Considerações sobre um turismo do afeto
POR: Wellington S. Conceição, Sociólogo. Doutorando em Ciências Sociais (PPCIS-UERJ). Articulador local do Solos Culturais no Complexo do Alemão.
Publicado originalmente no site do projeto Solos Culturais
Há poucos dias atrás, ao pegar um bondinho do teleférico em Bonsucesso para me dirigir a mais um dia de encontro do Solos Culturais Alemão, me deparei com uma situação até então inédita naquele trajeto que repito várias vezes na semana. Dois turistas portugueses no mesmo bondinho que eu (denunciavam sua origem pelo característico sotaque) eram abordados por funcionários da Supervia, que agradeciam a visita e davam uma série de recomendações. Indicavam que soltassem na estação Palmeiras (a estação terminal), tirassem fotos por 10 minutos e que depois tomassem outro bondinho para retornar a Bonsucesso.
Ressalto que a estação Palmeiras é pouco habitada e movimentada em seu entorno mais imediato, o que dificulta um contato com moradores e comércio local. Essas informações obtidas se juntavam a outras observações que sempre me inquietavam, como por exemplo, a ausência de restaurantes e bares no entorno das estações que pudessem atender aos possíveis turistas, que poderiam querer conhecer aquelas favelas.
Conversando com os jovens moradores de lá, descobri que o turismo que chegou ao Alemão foi um turismo pelo alto, ou seja, pela visão do bondinho, com uma lógica semelhante a dos safaris africanos, onde você observa o exótico de perto, porém protegido pelo veículo do qual você não deve sair.
Na mesma semana, conversava com um colega pesquisador, o antropólogo Gabriel Ferreira, sobre o turismo na favela Santa Marta, em Botafogo, onde pude deduzir a partir de seus relatos etnográficos que, apesar da crítica de alguns moradores, os turistas interagem com a população local: crianças servem de guia, comércios locais lucram com os visitantes e, por vezes, afetos são construídos (e, por vezes, conflitos também). Ao pensar o caso do Alemão, refleti que o acontecia lá era muito diferente: um turismo intenso, que o teleférico facilitou mas que colaborou para a manutenção da distância social e afetiva entre visitantes e moradores.
Os turistas portugueses olhavam para a favela vista de cima com um verdadeiro olhar de superioridade: estranhavam a presença do asfalto, espantavam-se com construções que lhe pareciam esteticamente agradáveis e rejeitavam a presença de piscinas construídas em algumas casas. O turismo “do alto” reifica hierarquias e estereótipos, reforçando para as favelas e a sua população as mazelas do preconceito, das quais tentam incessantemente se libertar no decorrer dos seus mais de cem anos de existência.
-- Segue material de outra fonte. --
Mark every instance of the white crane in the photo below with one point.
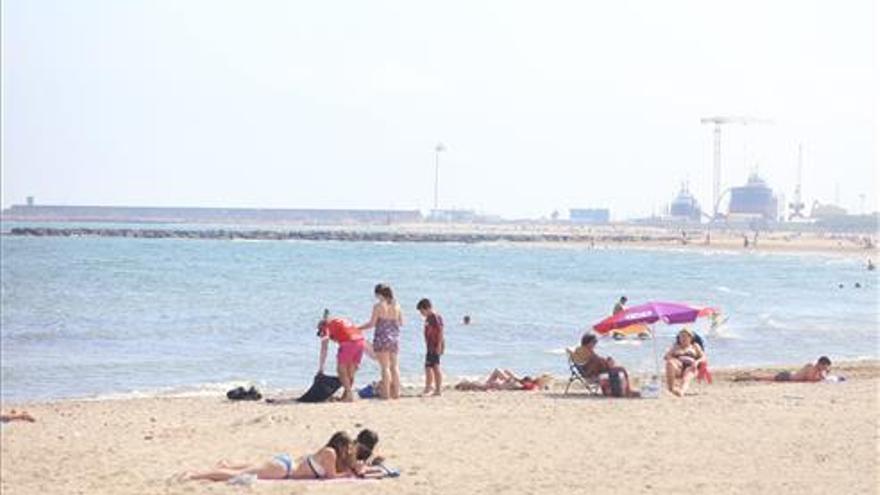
(797, 205)
(718, 121)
Esse tipo de turismo não possibilita conhecer os vários pontos afetivos (comércios, residências, instituições, casas, praças, becos entre outros) que, além de encantadores e transformadores, ajudam a difundir novas representações das favelas, da favela como potência, como produtora e difusora de cultura, como espaço de encontro para negócios e relações sociais. Por isso, os jovens produtores do Solos Culturais Alemão estão amadurecendo um projeto de intervenção, que pretende acontecer no centro da cidade do Rio e que quer privilegiar, para os circulantes, o turismo de contato, simbolizado pelo mototáxi (definido pelo grupo como grande facilitador cultural das favelas), contrastado pelo turismo de distância que o modelo do teleférico difunde.
A ideia é mostrar que o Alemão visto de longe (pelo teleférico ou pela novela) não dá conta da sua realidade, que é mais ampla, rica e complexa. A ideia desse projeto é fazer um convite: “quer ser turista no Alemão? Conheça os pontos afetivos – vá de mototáxi”. O objetivo não é privilegiar um tipo de transporte, mas inaugurar uma nova era de relações entre moradores e visitantes.